US stock markets pull back from record highs while the Japanese yen weakens further.
- The main US stock market index, the S&P 500, briefly traded at an all-time high yesterday before falling back to close the day slightly down, as tech stocks took a knock. A return to the recent highs will be a bullish sign in the index and a potential long trade signal. Global stock markets were mixed, with the Chinese stock market especially weak yesterday.
- In the Forex market, latent strength remains in the US dollar as short-term yields rise to reach long-term highs, but we also see strength in the euro and a weakness in the Japanese yen (due to rising risk appetite and yields). This puts a bullish USD/JPY at the center of today’s Forex market after rose yesterday on above-average volatility. If the USD/JPY short-term price action turns bullish by the first few hours of today’s New York session, a further rise over the coming days in USD/JPY is likely.
- Markets are awaiting the release later today of the minutes of the most recent FOMC meeting for clues about the Fed’s thinking on interest rate hikes in 2022. There will also be a release of the ADP forecast for this Friday’s US non-farm payroll data, with the creation of 405k new jobs expected as the consensus forecast.
- A new daily record was set in confirmed new coronavirus cases, with over 2 million cases recorded yesterday for the first time ever.
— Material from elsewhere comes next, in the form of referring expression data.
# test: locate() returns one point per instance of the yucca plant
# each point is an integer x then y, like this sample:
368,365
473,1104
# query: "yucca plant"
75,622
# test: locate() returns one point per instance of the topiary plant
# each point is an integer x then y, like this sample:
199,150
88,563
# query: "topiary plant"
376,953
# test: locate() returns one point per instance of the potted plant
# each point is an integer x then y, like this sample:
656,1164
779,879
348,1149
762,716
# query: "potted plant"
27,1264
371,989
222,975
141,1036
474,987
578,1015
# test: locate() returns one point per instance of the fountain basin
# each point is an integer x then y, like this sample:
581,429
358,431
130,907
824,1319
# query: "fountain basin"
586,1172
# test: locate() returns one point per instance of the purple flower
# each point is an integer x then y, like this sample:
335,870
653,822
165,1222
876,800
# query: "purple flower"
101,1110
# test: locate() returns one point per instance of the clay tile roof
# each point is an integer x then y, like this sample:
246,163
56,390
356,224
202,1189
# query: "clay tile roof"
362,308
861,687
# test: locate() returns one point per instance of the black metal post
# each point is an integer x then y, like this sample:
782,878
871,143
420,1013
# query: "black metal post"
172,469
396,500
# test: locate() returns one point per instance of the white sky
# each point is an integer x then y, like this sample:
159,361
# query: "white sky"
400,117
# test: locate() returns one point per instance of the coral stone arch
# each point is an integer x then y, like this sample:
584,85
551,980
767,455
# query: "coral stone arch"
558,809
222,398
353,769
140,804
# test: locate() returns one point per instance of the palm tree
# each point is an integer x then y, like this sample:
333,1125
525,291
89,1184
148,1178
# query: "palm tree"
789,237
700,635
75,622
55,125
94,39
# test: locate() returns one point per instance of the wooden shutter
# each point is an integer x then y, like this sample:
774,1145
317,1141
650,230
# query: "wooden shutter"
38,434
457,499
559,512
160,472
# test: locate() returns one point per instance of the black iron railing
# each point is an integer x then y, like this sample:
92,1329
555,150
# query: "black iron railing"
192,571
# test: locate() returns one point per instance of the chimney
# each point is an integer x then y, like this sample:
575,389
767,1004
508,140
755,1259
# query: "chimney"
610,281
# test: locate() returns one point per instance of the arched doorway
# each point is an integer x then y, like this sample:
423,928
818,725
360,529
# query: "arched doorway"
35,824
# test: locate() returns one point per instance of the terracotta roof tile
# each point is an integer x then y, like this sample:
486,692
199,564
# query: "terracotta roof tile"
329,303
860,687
- Data suggests that the globally rampant omicron coronavirus variant, while considerably more infectious, has notably milder effects than previous coronavirus strains, with an estimated 70% reduction in the probability of hospitalization. This is potentially very good news for both health and economy, and this has helped to drive recent bullishness in stock markets.
- It is estimated that 58.5% of the world’s population has received at least one dose of a coronavirus vaccination.
- Total confirmed new coronavirus cases worldwide stand at over 295.6 million with an average case fatality rate of 1.85%.
- The rate of new coronavirus infections appears to now be increasing most quickly in Albania, Algeria, Argentina, Australia, Bahamas, Bahrain, Barbados, Belgium, Belize, Bolivia, Bosnia, Bulgaria, Canada, Colombia, Costa Rica, Croatia, Cyprus, Denmark, Dominican Republic, Ecuador, Estonia, Ethiopia, Finland, Fiji, France, Greece, Iceland, Israel, Italy, Jamaica, Kuwait, Lebanon, Luxembourg, Mali, Malta, Montenegro, Morocco, Netherlands, Panama, Peru, Portugal, Qatar, Saudi Arabia, Spain, Sweden, Switzerland, Turkey, the UAE, the UK, Uruguay, and the USA.